Liputan6.com, Jakarta - Hakim Pengadilan Negeri Jakarta Pusat Partahi Tulus Hutapea dihadirkan sebagai saksi dalam kasus dugaan suap dengan terdakwa Raoul Adithya Wiranatakusuma dan anak buahnya, Ahmad Yani. Raoul selaku pengacara didakwa memberi suap terkait penanganan perkara perdata.
Dalam kesaksiannya, Partahi yang pernah menangani sidang perkara dugaan pembunuhan Wayan Mirna Salihin dengan terdakwa Jessica Kumala Wongso itu mengaku pernah bertemu dengan Raoul di PN Jakpus.
Advertisement
"Kalau ketemu di luar (gedung) tidak pernah. Tapi kalau di lorong mungkin pernah ketemu pas kita mau ke ruang panitera, mungkin pernah ketemu," ujar Partahi saat bersaksi di Pengadilan Tipikor, Jakarta, Rabu, 16 November 2016.
Partahi membantah pertemuan itu dilakukan di ruang kerjanya. Dia juga membantah, pertemuan untuk membahas perkara perdata yang sedang ditanganinya. Tapi dia mengakui, kalau pertemuan itu digagas Muhamad Santoso, eks Panitera PN Jakpus.
"Dia (Raoul) pernah dibawa Santoso. Dibilang dia kuasa (perkara) 503. Saya tanya mau ngapain? Dia bilang mau mau kenalan saja. Sudah begitu saja. Tidak pernah (ada kesepakatan). Bicara perkara saja tidak pernah," kata Partahi.
Jaksa mendakwa pengacara Raoul Adithya Wiranatakusumah dan stafnya, Ahmad Yani menyuap eks Panitera Pengganti PN Jakpus, Muhammad Santoso dan dua hakim PN Jakpus, Partahi Tulus Hutapea dan Casmaya. Raoul dan Yani memberi suap sebesar SGD 3 ribu kepada Santoso, sementara SGD 25 ribu untuk Partahi dan Casmaya.
Suap diberikan untuk mempengaruhi putusan gugatan perdata antara PT MMS dan PT KTP. Raoul menjadi pengacara pihak KTP selaku tergugat dalam perkara tersebut.
Dalam dakwaan disebutkan, Raoul memberi uang Rp 300 juta kepada Yani yang kemudian ditukarkan menjadi SGD 30 ribu. Uang sebanyak itu kemudian dipecah. SGD 3 ribu untuk Santoso ditaruh di amplop putih berkodekan 'SAN', dan SGD 25 ribu di amplop lain berkodekan 'HK' yang diperuntukkan untuk Partahi dan Casmaya. Sementara sisanya SGD 2 ribu dikantongi Yani.
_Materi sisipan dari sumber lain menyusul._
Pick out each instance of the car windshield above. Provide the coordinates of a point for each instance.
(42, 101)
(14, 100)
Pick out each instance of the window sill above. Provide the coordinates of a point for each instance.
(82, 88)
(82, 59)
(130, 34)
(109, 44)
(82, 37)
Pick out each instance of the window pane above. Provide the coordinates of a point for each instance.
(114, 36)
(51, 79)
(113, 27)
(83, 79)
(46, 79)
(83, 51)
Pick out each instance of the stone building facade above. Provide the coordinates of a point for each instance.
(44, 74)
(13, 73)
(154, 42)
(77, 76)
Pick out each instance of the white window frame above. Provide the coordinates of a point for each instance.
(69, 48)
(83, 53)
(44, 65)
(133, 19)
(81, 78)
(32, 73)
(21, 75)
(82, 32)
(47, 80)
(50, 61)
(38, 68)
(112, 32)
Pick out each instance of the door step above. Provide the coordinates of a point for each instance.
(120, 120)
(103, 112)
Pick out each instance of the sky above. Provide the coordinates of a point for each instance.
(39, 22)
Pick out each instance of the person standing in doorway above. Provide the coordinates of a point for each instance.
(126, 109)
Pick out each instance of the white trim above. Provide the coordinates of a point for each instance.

Jaksa kemudian mendakwa Raoul dan Yani dengan ancaman pidana sebagaimana diatur dalam Pasal 6 ayat (1) huruf a atau Pasal 13 Undang-Undang Nomor 31 Tahun 1999 sebagaimana telah diubah dengan Undang-Undang Nomor 20 Tahun 2001 tentang Pemberantasan Tindak Pidana Korupsi juncto Pasal 55 ayat (1) ke-1 KUHP.